Тут случилось такое, чего Глушак никак не ожидал. Вежливый, пусть и
неудачный, неспособный к хозяйству, но все же тихий, послушный Степан,
который, пока были незваные гости, слова единого не проронил, неожиданно
вскоаил с лавки, стал возле матери.
- Не кричите!
Глушак заморгал глазами.
- Ч-что?
- Не кричите, говорю! На мать! - тихо и строго повторил Степан.
- Т-ты это - мне? Т-ты мне - указ?
- Сами виноваты!.. Не вымещайте злость на других!..
- Я виноват!! Я!! Ты это - батьку?!
- А если - правда!
- Правда? - Глушак налился кровью. - Молчи, щенок!!
- Пусть - щенок!.. А только нужна вам та земля, что под лесом? Все
мало! Все мало!
- Ты знаешь, сколько мне надо земли!.. Да ведь, если бы не та земля,
если б отец не рвал бы на ней жилы, ты бы давно с голоду опух!
- Хватило бы и без нее... А если уж прибрали к себе, то хотя бы
признались, что не вся записана. - Степан задел самое больное: - Все равно
найдут!
Глушак задрожал от гнева.
- Замолчи ты! Вошь! Гнида!
- Можете как хотите называть. А только..
Глушак не выдержал, - не помня себя от бешенства, от переполнившей его
горячей злобы, ударил сына по лицу. Тот не шевельнулся, слова не сказал,
только что-то недоброе, непримиримое вспыхнуло в незнакомо взрослом и
самостоятельном взгляде. Но Глушак не хотел видеть этого: ярость, бешеная
злоба на сына, осмелившегося возражать, упрекать, учить его, нестерпимо
жаждали утоления.
- Гнида! Сопляк! Выучился... Выучился на отцовом хлебе! Выучился да и
отблагодарил!.. К черту! Хватит! Навоз будешь возить! Скотину кормить!
Может, немного поубавится ума!
Но эти угрозы будто и не действовали на Степана. Он не только не
испугался, но и виду не подал, что жалеет о том, что сразу потерял.
Глушаку не привелось почувствовать облегчения - гневу не было выхода.

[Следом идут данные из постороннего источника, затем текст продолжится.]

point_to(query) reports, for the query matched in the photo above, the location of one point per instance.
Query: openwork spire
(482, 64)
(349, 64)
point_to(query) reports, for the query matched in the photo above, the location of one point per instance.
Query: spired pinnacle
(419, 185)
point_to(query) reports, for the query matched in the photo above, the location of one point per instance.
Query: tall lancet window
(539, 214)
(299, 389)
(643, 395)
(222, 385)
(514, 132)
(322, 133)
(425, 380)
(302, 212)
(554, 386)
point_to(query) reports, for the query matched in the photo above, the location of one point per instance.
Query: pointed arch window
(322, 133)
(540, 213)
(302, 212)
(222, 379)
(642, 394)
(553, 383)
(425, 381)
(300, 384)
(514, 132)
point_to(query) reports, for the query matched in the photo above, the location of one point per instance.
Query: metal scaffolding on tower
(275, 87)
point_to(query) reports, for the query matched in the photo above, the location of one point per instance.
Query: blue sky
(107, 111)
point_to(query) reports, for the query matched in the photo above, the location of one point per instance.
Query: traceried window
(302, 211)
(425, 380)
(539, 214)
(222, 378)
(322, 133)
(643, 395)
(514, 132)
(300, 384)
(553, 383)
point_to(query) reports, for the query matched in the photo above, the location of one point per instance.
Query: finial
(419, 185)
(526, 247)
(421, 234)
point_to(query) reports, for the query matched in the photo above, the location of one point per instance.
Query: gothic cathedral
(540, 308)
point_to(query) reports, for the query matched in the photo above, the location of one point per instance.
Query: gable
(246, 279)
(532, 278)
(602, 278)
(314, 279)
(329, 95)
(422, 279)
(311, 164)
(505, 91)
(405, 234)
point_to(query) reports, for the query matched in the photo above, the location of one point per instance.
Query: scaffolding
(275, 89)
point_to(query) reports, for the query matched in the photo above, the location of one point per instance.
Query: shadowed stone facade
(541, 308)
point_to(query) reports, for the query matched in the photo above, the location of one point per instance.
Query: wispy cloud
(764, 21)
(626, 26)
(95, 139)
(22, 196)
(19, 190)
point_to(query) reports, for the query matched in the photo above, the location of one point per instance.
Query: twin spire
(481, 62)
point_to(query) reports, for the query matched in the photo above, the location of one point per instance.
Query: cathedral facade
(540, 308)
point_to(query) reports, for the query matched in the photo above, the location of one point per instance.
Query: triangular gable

- Вместо батрака будешь работать! Он уедет домой, а ты - за него. Навоз
возить! Кормить свиней!..
Старый Глушак еще долго сипел, угрожал, сердито бегая из угла в угол,
пока неохрип, не обессилел совсем. Тогда упал на колени, поднял бледное,
страдальческое лицо к богу, что смотрел на него с позолоченной иконы. С
надеждой задвигал сухими губами, зашептал....
Но и после молитвы успокоения не было. Где бы ни ходил, что ни делал -
помнил, ни на миг не забывал: там, на его поле, ходят, меряют. Как
хозяева, топчут его поле, его добро.